The ruling was the first time an appeals court had determined where the challenges should be lodged. It followed a Supreme Court decision last month rejecting the Bush administration’s position that detainees could be maintained in military custody indefinitely, without charges or trial, because they were apprehended as suspected terrorists.

It was the Supreme Court that ordered the appeals court to determine the proper venue in a single case involving a Libyan, Salim Gherebi, who was captured in Afghanistan and is challenging his two-year detention.

Meanwhile, Navy Secretary Gordon England yesterday said at a press briefing that reviews are under way at Guantanamo to determine whether to release or detain each of those in custody. He said reviews are aimed at determining the “security needs of our nation and the human rights of the individuals currently detained at Guantanamo Naval Base.”

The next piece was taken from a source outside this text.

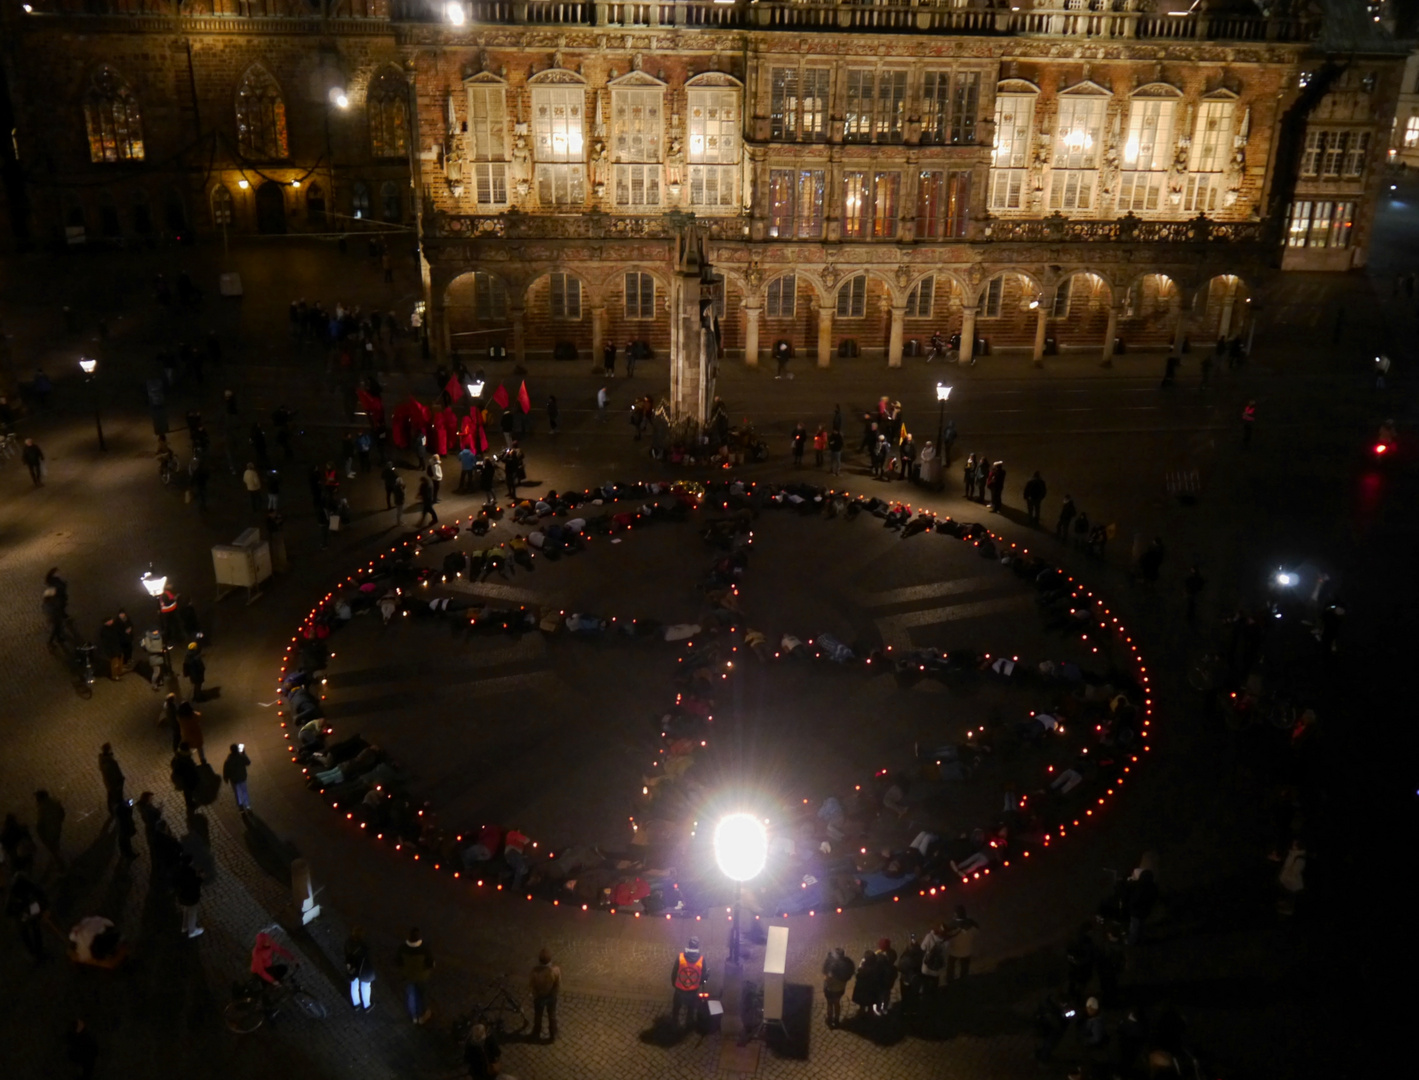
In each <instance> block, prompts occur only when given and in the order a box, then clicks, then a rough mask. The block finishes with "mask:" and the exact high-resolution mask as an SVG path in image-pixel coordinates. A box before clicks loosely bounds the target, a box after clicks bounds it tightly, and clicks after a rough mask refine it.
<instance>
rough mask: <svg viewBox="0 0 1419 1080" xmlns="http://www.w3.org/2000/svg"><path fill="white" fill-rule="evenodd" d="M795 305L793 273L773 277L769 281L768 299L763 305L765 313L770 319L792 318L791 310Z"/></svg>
mask: <svg viewBox="0 0 1419 1080" xmlns="http://www.w3.org/2000/svg"><path fill="white" fill-rule="evenodd" d="M796 307H797V278H796V277H795V275H793V274H785V275H783V277H778V278H773V281H771V282H769V288H768V299H766V302H765V305H763V309H765V314H768V316H769V318H771V319H780V318H782V319H789V318H793V311H795V308H796Z"/></svg>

Mr. England, named by Defense Secretary Donald H. Rumsfeld to oversee the review process, said separate review boards have been formed, each with three military officers, who will make recommendations to him for a final decision on each detainee.

Another group of officers, he said, will work exclusively with each of the detainees to compile and present to the review board any facts from the detainee or from his home country. In addition, the detainee — with appropriate translators — will be able to personally appear before the board, he said.

The panels will determine whether a detainee is properly classified as an enemy combatant and, if not, then the detainee would be released to his home country, Mr. England said.

An enemy combatant has been described by the Pentagon as “an individual who was part of or supporting Taliban or al Qaeda forces, or associated forces engaged in hostilities against the United States or its coalition partners” during the 2001 war in Afghanistan or elsewhere.

The Pentagon announced on Wednesday that Deputy Secretary of Defense Paul Wolfowitz had ordered that all Guantanamo Bay detainees be notified within 10 days of their opportunity to appear before the panels.